Input from Aigburth’s users and from senior users throughout the country will help to guide leaders in pushing for improvements to the voice assistive technology that can be catered specifically for the needs of seniors.
Leslie, an Aigburth resident and early participant in the Echo project commented said she uses her echo in this way: “In the morning when I get up, I probably ask for the weather so I know what to wear. I make my shopping list, and if I take a nap, I ask it to wake me up.” Though Leslie commented that she just used Alexa for menial things, it’s easy to see how Alexa is able to offer a little extra help for daily activities.
Many residents were excited about the prospect of the program continuing, and the current echo users at Aigburth have been encouraging their friends and neighbors to get on board with the expanded project. Nancy is probably Alexa’s biggest advocate at Aigburth-Vale. Though Nancy is very active and engaged in her community, she acknowledges that there is a great need among her peers for the kind of social diversion that Alexa offers.

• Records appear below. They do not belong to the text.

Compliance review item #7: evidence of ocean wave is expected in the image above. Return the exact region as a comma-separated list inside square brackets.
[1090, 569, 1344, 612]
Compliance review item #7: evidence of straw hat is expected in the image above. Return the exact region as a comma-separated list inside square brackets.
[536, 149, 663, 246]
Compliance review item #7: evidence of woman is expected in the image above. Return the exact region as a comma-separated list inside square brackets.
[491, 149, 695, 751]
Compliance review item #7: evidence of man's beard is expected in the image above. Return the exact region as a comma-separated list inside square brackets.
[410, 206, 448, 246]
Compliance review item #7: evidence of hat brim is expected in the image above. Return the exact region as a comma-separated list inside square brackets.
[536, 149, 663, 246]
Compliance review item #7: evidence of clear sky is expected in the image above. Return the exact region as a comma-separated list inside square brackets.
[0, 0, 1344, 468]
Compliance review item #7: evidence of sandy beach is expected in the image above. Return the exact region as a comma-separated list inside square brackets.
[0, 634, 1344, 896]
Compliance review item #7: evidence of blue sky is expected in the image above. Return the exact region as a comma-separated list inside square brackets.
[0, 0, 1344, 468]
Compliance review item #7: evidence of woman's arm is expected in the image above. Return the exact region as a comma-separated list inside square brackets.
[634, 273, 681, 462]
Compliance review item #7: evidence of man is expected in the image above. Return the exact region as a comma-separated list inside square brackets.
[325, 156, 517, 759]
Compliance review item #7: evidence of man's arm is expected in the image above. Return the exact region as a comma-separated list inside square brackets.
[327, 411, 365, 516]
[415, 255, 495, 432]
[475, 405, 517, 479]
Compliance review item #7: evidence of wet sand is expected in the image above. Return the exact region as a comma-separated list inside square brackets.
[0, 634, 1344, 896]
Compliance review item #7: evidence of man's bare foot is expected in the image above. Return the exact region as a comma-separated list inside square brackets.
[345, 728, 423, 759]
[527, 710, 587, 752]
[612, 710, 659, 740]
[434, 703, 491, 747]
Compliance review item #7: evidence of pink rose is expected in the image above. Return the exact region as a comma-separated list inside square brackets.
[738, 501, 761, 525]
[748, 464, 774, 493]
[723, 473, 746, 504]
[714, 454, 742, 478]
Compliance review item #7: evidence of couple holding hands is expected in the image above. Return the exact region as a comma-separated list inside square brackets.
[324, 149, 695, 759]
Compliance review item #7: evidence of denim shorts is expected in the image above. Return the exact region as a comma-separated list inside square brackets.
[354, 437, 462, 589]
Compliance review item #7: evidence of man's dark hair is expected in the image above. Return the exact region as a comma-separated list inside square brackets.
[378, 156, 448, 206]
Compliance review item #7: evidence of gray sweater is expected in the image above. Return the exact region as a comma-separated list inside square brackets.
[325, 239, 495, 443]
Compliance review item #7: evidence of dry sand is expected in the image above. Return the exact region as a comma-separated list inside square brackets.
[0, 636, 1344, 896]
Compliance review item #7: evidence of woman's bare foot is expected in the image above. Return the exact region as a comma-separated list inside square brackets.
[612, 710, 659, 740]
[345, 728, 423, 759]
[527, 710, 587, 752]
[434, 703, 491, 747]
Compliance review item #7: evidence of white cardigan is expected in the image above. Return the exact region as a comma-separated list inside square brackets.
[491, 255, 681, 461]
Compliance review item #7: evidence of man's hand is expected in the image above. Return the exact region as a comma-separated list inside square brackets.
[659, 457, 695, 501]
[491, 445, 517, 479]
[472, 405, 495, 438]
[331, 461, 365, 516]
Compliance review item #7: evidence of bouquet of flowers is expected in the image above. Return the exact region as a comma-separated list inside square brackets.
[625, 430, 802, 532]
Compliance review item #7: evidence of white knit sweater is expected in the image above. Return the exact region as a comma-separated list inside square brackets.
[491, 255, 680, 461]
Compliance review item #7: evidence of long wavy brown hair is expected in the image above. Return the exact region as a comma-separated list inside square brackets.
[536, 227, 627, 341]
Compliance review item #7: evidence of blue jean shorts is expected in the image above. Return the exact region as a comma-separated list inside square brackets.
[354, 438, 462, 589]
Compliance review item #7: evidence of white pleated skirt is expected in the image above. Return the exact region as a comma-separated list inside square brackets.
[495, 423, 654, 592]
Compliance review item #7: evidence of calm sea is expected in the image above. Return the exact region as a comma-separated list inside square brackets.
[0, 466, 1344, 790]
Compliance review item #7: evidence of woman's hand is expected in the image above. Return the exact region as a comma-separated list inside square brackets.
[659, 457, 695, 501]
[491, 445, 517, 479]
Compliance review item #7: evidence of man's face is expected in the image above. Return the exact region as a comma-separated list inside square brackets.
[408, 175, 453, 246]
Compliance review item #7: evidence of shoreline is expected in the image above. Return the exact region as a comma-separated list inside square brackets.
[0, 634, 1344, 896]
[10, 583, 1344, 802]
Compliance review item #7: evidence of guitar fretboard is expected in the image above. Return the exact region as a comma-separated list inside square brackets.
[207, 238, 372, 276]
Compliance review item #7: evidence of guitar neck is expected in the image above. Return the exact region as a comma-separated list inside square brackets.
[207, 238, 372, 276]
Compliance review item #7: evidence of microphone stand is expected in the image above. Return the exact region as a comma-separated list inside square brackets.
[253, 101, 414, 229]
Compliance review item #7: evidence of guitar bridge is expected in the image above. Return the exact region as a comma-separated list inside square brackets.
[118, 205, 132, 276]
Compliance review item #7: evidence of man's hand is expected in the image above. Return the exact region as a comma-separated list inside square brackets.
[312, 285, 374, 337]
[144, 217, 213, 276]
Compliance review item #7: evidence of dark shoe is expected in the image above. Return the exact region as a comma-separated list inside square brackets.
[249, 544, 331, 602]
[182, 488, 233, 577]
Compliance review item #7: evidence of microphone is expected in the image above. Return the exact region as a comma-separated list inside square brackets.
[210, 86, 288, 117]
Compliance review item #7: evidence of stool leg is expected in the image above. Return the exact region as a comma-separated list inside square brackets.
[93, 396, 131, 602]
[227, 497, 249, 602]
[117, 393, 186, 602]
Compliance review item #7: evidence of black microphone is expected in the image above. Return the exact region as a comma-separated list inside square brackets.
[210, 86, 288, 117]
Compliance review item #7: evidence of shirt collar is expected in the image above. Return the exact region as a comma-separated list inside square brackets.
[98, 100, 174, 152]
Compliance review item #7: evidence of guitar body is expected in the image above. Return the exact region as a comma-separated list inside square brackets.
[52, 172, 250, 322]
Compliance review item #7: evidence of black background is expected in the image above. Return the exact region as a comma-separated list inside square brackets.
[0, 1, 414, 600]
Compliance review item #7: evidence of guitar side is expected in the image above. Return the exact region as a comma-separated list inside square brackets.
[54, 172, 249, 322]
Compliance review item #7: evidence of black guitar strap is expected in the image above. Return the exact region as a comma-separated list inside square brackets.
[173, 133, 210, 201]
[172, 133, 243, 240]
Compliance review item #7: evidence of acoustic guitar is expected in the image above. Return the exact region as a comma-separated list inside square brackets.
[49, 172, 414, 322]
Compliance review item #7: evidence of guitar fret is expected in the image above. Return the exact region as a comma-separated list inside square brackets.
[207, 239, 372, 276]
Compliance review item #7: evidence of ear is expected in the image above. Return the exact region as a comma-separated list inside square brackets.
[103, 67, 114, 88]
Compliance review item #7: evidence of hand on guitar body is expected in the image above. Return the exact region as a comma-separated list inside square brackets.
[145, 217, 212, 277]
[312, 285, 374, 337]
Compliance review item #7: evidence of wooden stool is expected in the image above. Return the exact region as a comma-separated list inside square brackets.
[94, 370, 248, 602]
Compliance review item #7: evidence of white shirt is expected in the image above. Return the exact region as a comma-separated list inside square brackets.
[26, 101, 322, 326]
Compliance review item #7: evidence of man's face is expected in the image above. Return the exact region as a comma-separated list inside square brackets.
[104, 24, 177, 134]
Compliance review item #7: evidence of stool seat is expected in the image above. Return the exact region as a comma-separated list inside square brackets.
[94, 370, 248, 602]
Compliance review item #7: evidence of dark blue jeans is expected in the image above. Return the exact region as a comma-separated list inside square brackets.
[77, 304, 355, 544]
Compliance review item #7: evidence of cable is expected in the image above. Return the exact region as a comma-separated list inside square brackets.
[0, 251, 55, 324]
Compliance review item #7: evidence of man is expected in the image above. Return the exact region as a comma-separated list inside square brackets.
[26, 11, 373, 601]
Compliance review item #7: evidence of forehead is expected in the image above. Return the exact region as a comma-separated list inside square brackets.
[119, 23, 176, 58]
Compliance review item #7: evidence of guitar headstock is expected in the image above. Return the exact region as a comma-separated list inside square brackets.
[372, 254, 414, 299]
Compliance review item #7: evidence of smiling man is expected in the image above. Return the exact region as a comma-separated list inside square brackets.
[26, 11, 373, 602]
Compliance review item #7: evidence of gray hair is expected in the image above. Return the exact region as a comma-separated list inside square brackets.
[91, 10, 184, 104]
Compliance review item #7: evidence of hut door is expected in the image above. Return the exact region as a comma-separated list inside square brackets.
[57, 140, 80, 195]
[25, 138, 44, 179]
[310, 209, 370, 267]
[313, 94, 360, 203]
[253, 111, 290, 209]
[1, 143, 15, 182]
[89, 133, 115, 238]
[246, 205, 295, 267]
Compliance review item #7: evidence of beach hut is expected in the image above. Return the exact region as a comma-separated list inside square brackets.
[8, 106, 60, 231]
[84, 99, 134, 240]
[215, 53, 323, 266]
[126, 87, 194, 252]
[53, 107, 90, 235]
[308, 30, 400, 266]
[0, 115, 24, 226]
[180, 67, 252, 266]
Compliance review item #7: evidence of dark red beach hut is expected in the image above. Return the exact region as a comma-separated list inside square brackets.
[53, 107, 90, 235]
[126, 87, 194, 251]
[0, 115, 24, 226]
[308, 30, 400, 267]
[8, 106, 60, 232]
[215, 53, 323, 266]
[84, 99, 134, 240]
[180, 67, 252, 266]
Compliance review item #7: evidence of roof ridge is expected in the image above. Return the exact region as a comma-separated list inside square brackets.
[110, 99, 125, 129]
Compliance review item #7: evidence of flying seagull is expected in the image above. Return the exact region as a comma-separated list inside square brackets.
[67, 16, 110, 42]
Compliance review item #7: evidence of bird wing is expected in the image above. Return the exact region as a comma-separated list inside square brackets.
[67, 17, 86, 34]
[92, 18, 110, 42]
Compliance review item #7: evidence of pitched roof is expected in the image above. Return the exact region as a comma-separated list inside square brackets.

Requirements to participate in the program include having a smart phone and access to WiFi. Both of these things proved to be an obstacle for participants to sign up this summer, but St. Ambrose staff made it a priority to enhance the building’s WiFi and now, each room at the mansion has a strong wireless internet connection. There is a growing list of Aigburth residents who are looking forward to participating in the program. Residents who participate will receive a free Amazon Echo from the AARP foundation that they will get to keep even after the project ends. Volunteers will complete a survey before the program starts, and then they are just asked one simple request: use it!